You admire a 500-pound watermelon. You coo over a blue-ribboned pig on a leash. You think fried butter on a stick is a good idea.
But sometimes the fair can take you by surprise.
That's what happened to me last Thursday when I was a featured author in The Alphabet Forest at the Minnesota State Fair. Created by Minneapolis author Debra Frasier (A Fabulous Fair Alphabet) and the Children's Literature Network, the park offers literacy games and activities each day from 9 am until 6 pm through the fair's run.

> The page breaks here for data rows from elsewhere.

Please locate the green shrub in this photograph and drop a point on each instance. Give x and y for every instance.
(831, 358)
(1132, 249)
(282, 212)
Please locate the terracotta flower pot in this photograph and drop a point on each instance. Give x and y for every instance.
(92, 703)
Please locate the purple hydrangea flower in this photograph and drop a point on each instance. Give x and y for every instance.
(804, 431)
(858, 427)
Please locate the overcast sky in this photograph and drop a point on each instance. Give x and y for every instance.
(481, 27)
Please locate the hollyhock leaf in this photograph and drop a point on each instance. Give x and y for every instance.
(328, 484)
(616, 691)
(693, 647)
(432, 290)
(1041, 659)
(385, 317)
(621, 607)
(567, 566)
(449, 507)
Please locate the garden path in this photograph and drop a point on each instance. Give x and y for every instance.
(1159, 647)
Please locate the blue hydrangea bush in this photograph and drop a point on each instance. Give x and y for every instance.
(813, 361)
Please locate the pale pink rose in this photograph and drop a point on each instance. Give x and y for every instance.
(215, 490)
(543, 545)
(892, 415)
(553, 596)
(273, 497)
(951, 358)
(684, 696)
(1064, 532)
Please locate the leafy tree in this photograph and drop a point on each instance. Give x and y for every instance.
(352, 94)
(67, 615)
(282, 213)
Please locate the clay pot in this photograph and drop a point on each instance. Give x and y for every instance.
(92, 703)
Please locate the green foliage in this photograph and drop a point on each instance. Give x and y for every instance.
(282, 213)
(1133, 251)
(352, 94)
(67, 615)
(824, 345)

I know you're thinking, You've got to be kidding. In the middle of every possible mind-blowing, high-intensity, sugar-frenzied fair distraction, no self-respecting child could be dragged into reading and writing experiences.
You'd be wrong. They come in droves.


Even toddlers wanted to be at the table. A three-year-old girl listened closely and scribbled with a crayon. Her finished pieces might have looked ambiguous to anyone else, but they were clear to her as she announced, "Daddy, Mama, me!"
It gets better.
You know how people insist that children need to be entertained in order to learn? Or that children require every possible technological whirlygig?

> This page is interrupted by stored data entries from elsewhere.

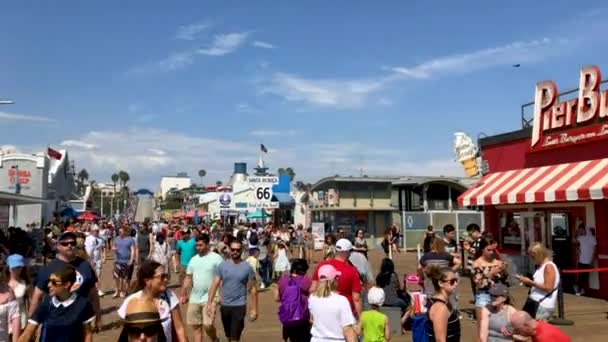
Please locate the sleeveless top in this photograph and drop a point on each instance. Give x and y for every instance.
(143, 243)
(453, 330)
(497, 321)
(539, 278)
(372, 323)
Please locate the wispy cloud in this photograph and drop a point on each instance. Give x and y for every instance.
(263, 45)
(6, 116)
(78, 144)
(505, 55)
(273, 133)
(357, 92)
(324, 92)
(224, 44)
(190, 32)
(146, 158)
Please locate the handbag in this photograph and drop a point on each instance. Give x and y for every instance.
(531, 305)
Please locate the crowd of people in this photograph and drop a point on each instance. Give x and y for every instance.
(222, 269)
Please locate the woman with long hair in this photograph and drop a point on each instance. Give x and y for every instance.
(444, 322)
(495, 323)
(152, 285)
(293, 292)
(142, 322)
(542, 298)
(19, 281)
(487, 270)
(331, 315)
(388, 280)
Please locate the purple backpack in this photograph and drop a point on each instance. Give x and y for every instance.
(294, 304)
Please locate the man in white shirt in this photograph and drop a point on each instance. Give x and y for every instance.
(586, 242)
(95, 248)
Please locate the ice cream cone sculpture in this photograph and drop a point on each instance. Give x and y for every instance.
(466, 153)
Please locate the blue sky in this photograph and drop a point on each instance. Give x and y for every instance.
(329, 87)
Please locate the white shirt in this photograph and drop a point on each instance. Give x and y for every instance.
(93, 246)
(587, 247)
(539, 278)
(164, 310)
(329, 316)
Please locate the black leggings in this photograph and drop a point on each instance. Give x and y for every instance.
(233, 320)
(297, 332)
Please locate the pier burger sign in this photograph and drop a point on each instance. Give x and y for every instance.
(579, 120)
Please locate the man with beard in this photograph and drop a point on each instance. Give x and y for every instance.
(235, 277)
(200, 273)
(84, 285)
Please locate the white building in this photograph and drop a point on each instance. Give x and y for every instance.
(181, 181)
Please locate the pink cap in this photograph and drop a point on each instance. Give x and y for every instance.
(328, 272)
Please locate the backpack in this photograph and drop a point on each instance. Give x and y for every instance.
(294, 306)
(419, 328)
(253, 239)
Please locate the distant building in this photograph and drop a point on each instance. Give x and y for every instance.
(178, 182)
(35, 176)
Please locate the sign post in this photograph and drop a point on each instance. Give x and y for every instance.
(262, 192)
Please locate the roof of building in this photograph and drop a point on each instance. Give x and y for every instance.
(401, 180)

We did all of this with paper and markers and glue sticks. There wasn't a battery or power cord or digital screen in sight. Every bit of information came from their own imaginations, their own experiences, their own family stories about wonderful things that happened on that special birth night.
No one googled anything.
As grand and glorious as a fair can be, it's nothing compared to a child's blue-ribboned life.